One air frame termination reacted adversely on four hundred subs and sub-subs, traced geographically to fourteen States. Suppose that two prime contractors were each making this plane, and that the determination to terminate one was based upon location in a group I area. Could this have been sound without first examining the subcontractors, and their locations? Candidly, the Army and Navy appear to be sympathetic to these considerations and I find much to gratify me in their wise considerations.

So much for retention preference. There are other matters, one or two, which I would like to call to your attention.

The first is financing. Mr. Baruch asserts that

the lending authority of the Smaller War Plants Corporation, at present restricted to purposes of war production, be extended to permit short-term loans to assist small business in the change-over from war to peace

and further

as a permanent source of credit for small and medium-sized enterprises, on a basis of broader risks than banks can be expected to assume, that the Federal Reserve System's authority to make industrial loans be expanded.

From a grass-roots study of many small west-coast plants, the suggestion that Smaller War Plants Corporation authority be extended to permit short-term loans appears inadequate to the evident needs. Small business, now engaged in war work and intending to convert, needs long-term credits, in which risk to the lender, and to the borrower, declines as the terms of repayment are made easier. Mr. Baruch specifically refers to "a basis of broader risk than banks can be expected to assume." Cannot we segregate this risk and take off the degree of risk that is regarded as excessive by creating a national system of industrial credit insurance that would permit S. W. P. C. to absorb the excessive degree of risk, and let the banks, who understand local conditions and are in a position to service, make these long term industrial loans, much as they made title I, F. H. A. loans? I have talked to some of the large west-coast banks who think industrial credit insurance could very well be the answer.

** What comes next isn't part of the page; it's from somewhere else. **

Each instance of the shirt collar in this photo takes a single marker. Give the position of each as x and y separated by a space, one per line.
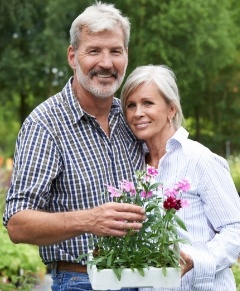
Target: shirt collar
76 111
178 139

We are relying upon a wise coordination of all cut-backs and we think it may best be achieved by a concert of procurement agencyS. W. P. C., W. P. B., R. F. C. and W. M. P. C. action.

We have mentioned both negative and positive criteria, and discussed them, to be used in retention preferences.

Policy relative to advance notices should be calculated to stretch the notice interval as long as possible and should be discussed with the prime and principal subs in advance of notice, and consideration should be given to all other Government agencies whose activities may be effected thereby.

If the smaller plants are enabled to carry through to their peacetime destinies, they will care for many of residual aircraft employees and their skills and arts can be utilized. There will need be unemployment compensation and some retraining, but give the small plants financial backing and much of the need for population reshifting will be mitigated.

Many think and so do I, that production cut-backs in aircraft will occur, except for trainers, only near the end of the war, and it is not considered that occasion will arise to integrate aircraft production into other production for war. Some of the aircraft companies have peacetime items in contemplation and will execute the change-over, when the war pressure is past.

But the world needs air frames, and our production technique and design achievements are superior. If we have to rebuild many of our war-fatigued planes, then give them free to other nations, it would be worth while, from a long-range point of view, in that we would thus capture the airplane-servicing business of the world for many years to come, and the rebuilding operation would support employment levels during the slack period.